2007年08月28日

『ラストキッス』<タンポポ>

『ラストキッス』(1998/11/18)ゼティマ
歌:タンポポ
作詞:つんく 作曲:つんく 編曲:小西貴雄

アニメ『魔術士オーフェン』ED主題歌。
ハロプロヲタの視点を持つ私からすると、この“ラストキッス”は、タンポポの記念すべき第一弾シングルにして、初期ハロプロ史に残る傑作であると思います。

歌唱に実力のあった初期メン・石黒&飯田と、二期メン・矢口によって結成されたタンポポというグループ(しいてはモーニング娘。という集団)は、真面目に歌に取り組み、ちゃんとした歌を歌えるアイドルである・・・ということを多くの人に抱かせることに成功した、最初のユニットだったのではないでしょうか。たぶん。

切なさ極まるメロディに、三人のハモリが見事な調和を見せるサビは、恋の喪失から生まれる、言葉に出来ない苦い感情を密やかに醸し出します。。断ち切りたくても、断ち切れない・・・そんな胸を掠める未練を、あくまで美しく切り取った作品であると思います。

石黒の重量感ある歌声と、飯田と矢口の高音ハーモニーには、マジで嵌ります。サビで繰り返される歌詞“くちびるにだけ”には、飯田と矢口、それぞれの個性、それぞれが曲に込めた自分なりの感情が最も素直に表されています。かおやぐがメイン旋律を歌い、そこに石黒が被せるように高音をハモらせていくコーラスの方法も、聞き応えのある面白い試みだと思います。

あと、3:15〜の“優しいあなた”なんかは、石黒の“声”が如何にこの曲に強いアクセントを与えていたかが、特によくわかる部分でしょうね。

で、この曲の何処がオーフェンなのか・・・と、聞かれると大変返答に窮するのですが、まぁ、このアニメ自体、原作と比較すると“何処がオーフェンなのか”って感じなので、この際どうだっていいんでないでしょうか。俺は許すよ!!オーフェンが超イケメン好青年でも(待!!
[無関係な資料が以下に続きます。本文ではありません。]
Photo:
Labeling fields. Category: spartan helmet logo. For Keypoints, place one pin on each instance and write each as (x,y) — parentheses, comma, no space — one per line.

私が抱く“ラストキッス”のイメージは、本編最終巻(聖域下巻)でオーフェンとクリーオウが交わす最後の会話です。アニメ放映中は原作小説も普通に連載中でしたし(1000歩ゆずってもつんくがオーフェンを読むことはなかったと思うので)、あくまでイメージなのですが、やっぱりクリーオウの初恋はオーフェンだったんじゃないかなと思います。


『わたしはそれ、すごく寂しい。オーフェンは寂しくないの?』
なにを言おうと、これは別れの言葉なのだ。どこかでそれを分かっていた。
オーフェンは笑っていた。皮肉の勝るいつもの顔に、これが精一杯なのだろうという笑顔ではあった。
『寂しいよ。だから、いつかまた会えるさ。だが―』
『それでも言わないとな。さようならだ』   

(我が聖域に開け扉(下)/秋田禎信、P314-5、一部省略)



アニメのED映像も、オーフェン×クリーオウ一本で、アザリーもマジクも行方不明状態でしたので、アニメにおいてはその路線で行っていたと考えて間違いないでしょう。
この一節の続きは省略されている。